While Dell expects PCs to emerge from their slump and generate a long-term revenue increase of about 2.5%, the division that sells servers, data storage and other office infrastructure will grow about 7% over the next few years — nearly double the forecast given in 2021, the company told investors Thursday.
The new economywide interest in artificial intelligence is fueling some of the upside, because AI requires more powerful machines, Dell Chief Operating Officer Jeff Clarke said in an interview. “AI is additive — it’s going to grow overall technology spend,” he added, citing the increased need for servers equipped with graphics processors, such as the ones made by chipmaker Nvidia Corp., and high-capacity storage.
The company said in August that it has more than $2 billion in backlogged orders for a server that is marketed for AI use. Still, Dell is constrained by the same shortage of high-power chips that is affecting the rest of the industry, Clarke said. “Demand is ahead of supply.” After the departure of Chuck Whitten in August, Clarke is Dell’s sole No. 2 to founder and Chief Executive Officer Michael Dell.
Computer makers have had a difficult year as PC purchases suffered historically steep declines after the pandemic. With the dip in computer growth, investors have turned their attention to Dell’s server business, particularly to see how the company can benefit from AI, said Bloomberg Intelligence analyst Woo Jin Ho.
Dell isn’t giving up on selling computers — it’s still a $58 billion-a-year business contributing more than half the company’s annual revenue. There’s just less potential for growth in the market, Clarke said. Still, a cycle of new purchases could be coming as many PCs bought early in the pandemic are getting old and Microsoft Corp. is pushing users to a new version of its Windows operating system, he added.

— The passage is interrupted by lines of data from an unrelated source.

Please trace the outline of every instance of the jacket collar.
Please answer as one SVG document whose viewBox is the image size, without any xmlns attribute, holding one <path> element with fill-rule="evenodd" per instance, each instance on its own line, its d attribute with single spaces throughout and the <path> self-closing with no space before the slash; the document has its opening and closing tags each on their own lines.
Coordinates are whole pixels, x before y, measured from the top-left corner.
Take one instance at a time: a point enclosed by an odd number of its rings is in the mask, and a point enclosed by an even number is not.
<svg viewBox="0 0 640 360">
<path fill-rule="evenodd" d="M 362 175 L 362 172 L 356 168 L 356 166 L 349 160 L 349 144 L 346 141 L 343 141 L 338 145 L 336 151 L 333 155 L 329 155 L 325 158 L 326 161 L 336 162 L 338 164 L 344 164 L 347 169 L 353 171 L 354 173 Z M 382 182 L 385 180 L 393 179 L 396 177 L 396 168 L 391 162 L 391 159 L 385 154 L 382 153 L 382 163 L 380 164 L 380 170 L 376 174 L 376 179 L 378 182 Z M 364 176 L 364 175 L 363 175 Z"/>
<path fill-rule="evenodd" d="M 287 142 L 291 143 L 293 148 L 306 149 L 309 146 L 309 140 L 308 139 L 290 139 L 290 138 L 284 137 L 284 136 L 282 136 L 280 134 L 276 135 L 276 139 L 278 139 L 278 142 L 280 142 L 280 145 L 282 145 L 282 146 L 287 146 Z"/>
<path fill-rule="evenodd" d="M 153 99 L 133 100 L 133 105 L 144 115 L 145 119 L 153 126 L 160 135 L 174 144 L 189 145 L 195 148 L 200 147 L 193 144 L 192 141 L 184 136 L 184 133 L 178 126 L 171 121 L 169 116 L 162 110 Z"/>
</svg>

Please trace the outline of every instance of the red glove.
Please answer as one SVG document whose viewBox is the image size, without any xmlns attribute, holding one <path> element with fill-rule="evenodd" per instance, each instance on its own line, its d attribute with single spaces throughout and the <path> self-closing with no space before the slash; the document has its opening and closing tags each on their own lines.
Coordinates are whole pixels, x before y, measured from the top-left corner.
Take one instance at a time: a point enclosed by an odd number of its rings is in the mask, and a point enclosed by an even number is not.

Earlier Thursday, Dell increased its long-term profit growth forecast and said it would buy back more stock. Adjusted earnings per share will now increase at least 8% per year and over 80% of cash flow will be used for share repurchases or dividends, the company said in a statement. Dell will look to do small and accretive acquisitions rather than large deals, Chief Financial Officer Yvonne McGill said during the investor event.
Dell shares declined 1.5% to $66.19 at the close in New York, although they have jumped 65% this year on enthusiasm for the data center business. Last month, the stock reached its highest point since the company returned to public markets five years ago after going private in 2013.
In his opening statement, Michael Dell said “We are happy as a publicly traded company, and we plan to stay that way.”